Recall in Chapter 17 that the logical value of TRUE equals 1 in R, while FALSE equals 0. This means we can do math on TRUE/FALSE values just like we would if they were coded as 1/0.

If is.na gives us TRUE for every NA, then adding all the TRUEs will give us the total count of missing values.

To sum all the values of any variable, we can use the sum function

sum(is.na(v))

[1] 5

The result tells us 5 of the 10 values in v are missing. We can easily determine that 50% of the data for v is missing. But what if we have some denominator that is not as easy as 10? We can quickly to determine the percent of missing values by taking the average of TRUEs and FALSEs from the is.na function because the average sums the values of the variable and divides by the number of values.

We take the average of the is.na function using the mean function. Since each TRUE value is equal to 1, adding up all the TRUEs will equal 5, which is then divided by the total number of values, 10, giving us 0.5 or 50%.

Whenever we have a dummy 1/0 variable, the average of that variable is the percentage of observations equal to 1. In this case, 1 represents missing, but it could represent anything.

mean(is.na(v))

[1] 0.5

As expected, we get 0.5 or 50%. Building from this example, we can quantify the total and percent of missing values for wages like so

sum(is.na(SLID$wages))

[1] 3278

mean(is.na(SLID$wages))

[1] 0.4414815

Wages is missing 3,278 observations, or about 44% of all observations.

Exercise 4: Use the sum and mean function on is.na to determine the count and percent of missing values for the education and language variables.

If we had, say, 10 variables with missing values, the process above would be rather tedious. Like before, we can tell R to repeatedly quantify missing values for each variable using a slightly different function:

sapply(SLID, function(x) sum(is.na(x)))

    wages education       age       sex  language 
     3278       249         0         0       121

sapply(SLID, function(x) mean(is.na(x)))

     wages  education        age        sex   language 
0.44148148 0.03353535 0.00000000 0.00000000 0.01629630

18.6 Bypassing missing values

Many functions that execute some kind of computation (e.g. sum, average) do not work if you execute them on variables that contain missing values. This is deliberate so users are notified of missing values.

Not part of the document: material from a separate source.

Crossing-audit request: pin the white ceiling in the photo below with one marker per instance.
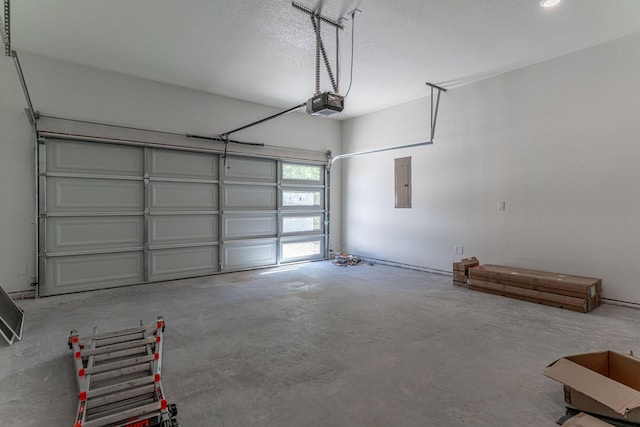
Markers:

For instance, below I try to calculate average years of education.

mean(SLID$education)

[1] NA

In order to have functions bypass missing values, we have to include the na.rm=TRUE option that tells R to skip NAs.

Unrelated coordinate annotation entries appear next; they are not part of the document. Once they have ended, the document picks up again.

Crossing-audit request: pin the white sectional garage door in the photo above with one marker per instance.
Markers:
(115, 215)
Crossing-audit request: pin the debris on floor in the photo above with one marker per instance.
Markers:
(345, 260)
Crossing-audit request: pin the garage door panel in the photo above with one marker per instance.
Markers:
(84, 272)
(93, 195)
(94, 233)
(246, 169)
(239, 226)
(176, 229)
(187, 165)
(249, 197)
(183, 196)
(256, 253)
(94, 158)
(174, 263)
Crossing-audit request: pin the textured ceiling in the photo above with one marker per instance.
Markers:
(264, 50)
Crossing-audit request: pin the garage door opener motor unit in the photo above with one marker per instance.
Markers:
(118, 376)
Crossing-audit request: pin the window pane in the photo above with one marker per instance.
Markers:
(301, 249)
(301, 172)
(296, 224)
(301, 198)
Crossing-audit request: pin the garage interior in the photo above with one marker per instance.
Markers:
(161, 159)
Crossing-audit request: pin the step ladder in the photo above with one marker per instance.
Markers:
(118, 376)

mean(SLID$education, na.rm = TRUE)

[1] 12.49608

Since education is missing only 3% of its values, this is probably a good approximation of what the average would be if there were no missing values.

Exercise 5: Compute the average for wages.

It is unclear what to do with average wages since almost half of its values are missing. At the very least, we can report something like, “Only 56% of respondents reported a wage. Of those who reported a wage, the average equals $15.55.”

18.7 Drop all missing cases

First, we should always be careful when dropping data, as it could change our analysis and mislead a reader. Always ask yourself why a variable might be missing values and whether it matters to the conclusions you plan to make from the values that are not missing. If you do choose to remove observations that have missing values, always be transparent by stating how many observations from the total were removed due to missing data.

Suppose we want to remove all observations from SLID with a missing value for any variable. That is, we want to purge SLID of all missing values, perhaps so we don’t have to keep including na.rm=TRUE in all of our functions.

To remove all missing values, we can use the na.omit function like so:

dataset_nomissing <- na.omit(dataset)

where we create a new dataset indicating we’ve replaced the missing values (we don’t want to overwrite the original data). Inside the na.omit function, we include the name of the dataset.

Exercise 6: Create a new dataset SLID_nomissing that removes all missing values. Then calculate the average education on this new dataset without including na.rm=TRUE. Is the average education the same as in SLID?

18.8 Save and Upload

Knit your Rmd to save it and check for errors. If you are satisfied with your work, upload to eLC. Once you upload, answers will become available for download.